No, gowaon, take it.
It will end with someone either pressing the money back into her purse or folding it into his top pocket. The essential thing is that someone will finally feel able to acquiesce in what they had to say they didn't want. My mother wants to draw a line under the fact that her husband, and therefore she, does not own a car, cannot drive and does not have access to mobility without being dependent on others. I know this feeling. Probably the kid who keenly observed this interchange already knew it. It precludes gratitude and generosity. Generosity is something that moves in two directions – to the giver and to the taker. It is not a quality of the giver, the quality is only there if it is in the interchange. I can’t really do generosity, it’s too scary. If you rely on yourself, however incompetent you are, you at least know what you’re dealing with. When you have to ask others for what you need, you have to accept the humiliation of that need. And you must accept the position that, one day, they may come back for payment and you will owe them. What experiences does this dilemma expose? I don’t know. I just inherited it, learnt it by observation and by osmosis.
Acquiesce, access, mobility, interchange, precludes, incompetent, dilemma, osmosis. All words from the above paragraph. None are words that would have been used in the conversations I would have heard or would have had with my parents. Most of the words would have been unknown to them and to me at the time. They come from language I have borrowed from others and the act of speaking them makes the distance between who I am and who I have been. When I began to read “difiicult” books in my late teens, I learnt to read “big words” with my pocket Oxford Dictionary. When I think to use a word now, I consult my good friend the Oxford Dictionary on my phone. He always helps me not to make a fool of myself by confirming, or not, the appropriateness of the word I am about to use.
And then there are the idioms (just checked that). I am supposed to say, my friend and I because, my friend must be seen to come first and I must pretend that I am only an afterthought. The rationale I have heard is that you should not thrust yourself forward. It was the Victorians who insisted on this. They even went as far as to refer to themselves as ‘one’, as if it was shameful to get more personal. Ironic that they thrust themselves on most parts of the world at the time! But now I have to conform if I do not want to drop the Me and my mate bomb into a conversation. Every group has its rules, without exception and these are the rules of the group I now find myself in. The people in my group are reasonable people and, if you speak reasonably, they will be understanding and sympathetic. But do not break the rules. The rules are how we identify who is us and who is them.
So where can I stand in relation to my own work? It is very personal. Direct and in your face some would say. Should I have a bit of confidence in my own work? Stand behind it with a bit of muscle? Sometimes I do stand behind it but there’s always the shadow of a ‘fuck you’ in that.
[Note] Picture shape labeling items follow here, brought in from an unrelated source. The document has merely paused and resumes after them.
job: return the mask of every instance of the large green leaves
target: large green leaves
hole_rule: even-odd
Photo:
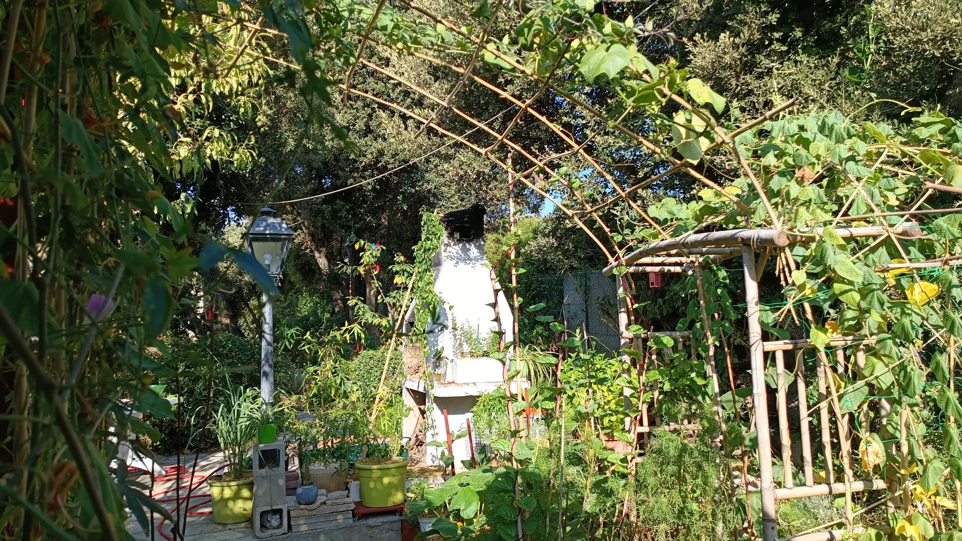
[[[578,72],[589,83],[604,74],[608,79],[615,78],[618,72],[627,67],[631,63],[628,49],[620,43],[605,47],[604,44],[595,45],[585,51],[578,63]]]

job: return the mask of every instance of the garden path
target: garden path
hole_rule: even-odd
[[[182,498],[188,495],[188,481],[190,480],[190,471],[193,466],[193,454],[181,457],[181,465],[188,470],[188,473],[184,474],[180,481],[179,494]],[[177,466],[177,457],[165,457],[160,463],[165,467],[168,467],[168,471],[171,471],[172,468],[170,467]],[[203,481],[222,464],[223,455],[219,451],[202,452],[198,456],[197,469],[194,473],[194,480],[197,486],[190,492],[191,503],[190,505],[197,505],[196,509],[194,509],[195,512],[207,511],[210,513],[212,510],[210,498],[202,496],[211,493],[207,483]],[[155,481],[151,492],[159,502],[172,499],[177,493],[177,480],[174,478],[174,476],[166,476],[165,477],[159,477],[165,480]],[[150,486],[150,478],[145,475],[140,476],[138,480]],[[201,496],[197,497],[197,495]],[[198,504],[201,502],[203,503]],[[176,504],[174,502],[161,502],[161,504],[171,510],[171,514],[173,514],[172,509]],[[181,517],[183,520],[183,512]],[[165,522],[161,524],[161,517],[157,515],[154,516],[153,530],[148,530],[146,535],[144,535],[137,519],[133,516],[127,519],[124,527],[136,541],[165,541],[165,539],[172,538],[170,534],[170,523]],[[163,528],[167,537],[165,537],[161,533],[158,527]],[[234,525],[221,525],[215,523],[213,516],[210,514],[189,514],[187,516],[187,531],[185,532],[183,541],[248,541],[253,539],[255,539],[254,530],[249,521]],[[345,525],[343,528],[301,533],[291,532],[282,535],[280,539],[284,541],[400,541],[401,525],[398,518],[393,514],[370,516],[359,519],[357,522]]]

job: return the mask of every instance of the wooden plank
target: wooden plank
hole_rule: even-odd
[[[809,426],[808,394],[805,388],[805,353],[796,351],[795,384],[798,392],[798,437],[801,440],[801,468],[805,475],[805,486],[815,484],[812,472],[812,435]]]
[[[604,273],[611,274],[616,267],[632,265],[639,259],[649,255],[687,248],[732,247],[747,245],[785,247],[789,245],[789,236],[788,233],[780,229],[729,229],[657,241],[631,252],[623,260],[605,267]]]
[[[773,231],[773,230],[772,230]],[[769,400],[765,382],[765,348],[762,345],[761,309],[758,303],[758,270],[755,250],[742,246],[745,273],[745,300],[747,303],[748,351],[751,357],[751,389],[755,406],[755,433],[758,434],[758,474],[762,492],[762,535],[765,541],[777,536],[774,477],[772,471],[772,434],[769,428]]]
[[[775,351],[775,407],[778,409],[778,434],[782,444],[782,485],[795,486],[792,477],[792,434],[788,425],[788,393],[785,384],[785,352]]]

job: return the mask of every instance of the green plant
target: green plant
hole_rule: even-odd
[[[245,460],[257,437],[261,397],[256,389],[240,386],[228,386],[219,392],[211,428],[224,455],[224,480],[239,480],[244,478]]]

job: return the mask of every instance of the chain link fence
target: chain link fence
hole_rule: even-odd
[[[589,347],[615,355],[620,348],[615,278],[600,270],[565,275],[562,320],[570,331],[587,336]]]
Maybe you’ve never had to feel fuck you. You say that to someone who assumes right to such an extent that they are impervious. There are such people. They just know, in their bones, that the world belongs to them. I once saw film from apartheid South Africa. Some black people were demonstrating. A young white man strode over and starting punching people hard. Apart from the morality of this act, it would have been extremely stupid in another context. The black men he was punching were just as strong as he was. But here, under the apartheid system, the man ‘knew’ he had this right and that the blacks were recalcitrant children and any black man who retaliated must first overcome the fear that he might be right. I am reminded of something I read once about the Mau Mau and the experience of actually killing a white man. It was transformative because, up to then, they didn’t know that these people were not gods. I am not making a point about black and white because these mechanisms exist in any class society. It is uncomfortable to talk about because it exposes all the accommodations we have made in order to just get on with our everyday lives.